Book Review: Blacklisted by History by M. Stanton Evans
What if I told you that what you think you know about Senator Joe McCarthy and his investigations into Communists working in the United States government was wrong?
The conventional image of the Senator from Wisconsin is of a bully, a liar, and a demagogue but that is the media narrative which has yet to be corrected after over 60 years of gaslighting. The author presents a well-researched narrative detailing McCarthy’s rise to prominence through his censure and beyond. Using original documents obtained from the Senate and FBI archives; personal papers of those who “starred” in the drama; and digging through both de-classified documents from the United States and the former Soviet Union, M. Stanton Evans takes great pains to lay out what was a 1950s version of the Deep-State Cabal.

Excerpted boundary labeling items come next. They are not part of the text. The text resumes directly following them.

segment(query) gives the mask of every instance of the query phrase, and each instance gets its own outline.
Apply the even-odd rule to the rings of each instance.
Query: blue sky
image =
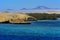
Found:
[[[60,0],[0,0],[0,10],[35,8],[37,6],[60,8]]]

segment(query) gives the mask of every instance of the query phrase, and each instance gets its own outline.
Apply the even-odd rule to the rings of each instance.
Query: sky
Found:
[[[0,0],[0,10],[35,8],[47,6],[49,8],[60,8],[60,0]]]

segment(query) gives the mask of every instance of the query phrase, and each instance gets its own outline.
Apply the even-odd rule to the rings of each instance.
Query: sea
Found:
[[[0,40],[60,40],[60,18],[31,24],[0,24]]]

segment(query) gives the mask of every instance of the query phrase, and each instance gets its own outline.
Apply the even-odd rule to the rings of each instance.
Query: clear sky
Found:
[[[60,0],[0,0],[0,10],[35,8],[37,6],[60,8]]]

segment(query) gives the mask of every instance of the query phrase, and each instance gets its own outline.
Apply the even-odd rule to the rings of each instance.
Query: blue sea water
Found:
[[[60,20],[0,24],[0,40],[60,40]]]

The parallels to today are stunning and show that the United States government hasn’t changed much from the 1940s. Many people today confuse what Senator McCarthy investigated with the House Un-American Affairs Committee (HUAC) and rarely use primary sources to tell the story. What the author found was that people who reference McCarthy in their narrative cite other authors creating a circular narrative where one wrong person cites another instead of investigating themselves.
Thomas Jefferson told us to “Question with boldness even the existence of a God; because, if there be one, he must more approve of the homage of reason, than that of blind-folded fear.” So, years ago, I began a deep-dive into Senator McCarthy – what I found was disturbing until I came across Blacklisted by History which put to rest many of my underlying reservations about the “consensus” that McCarthy was public enemy number one.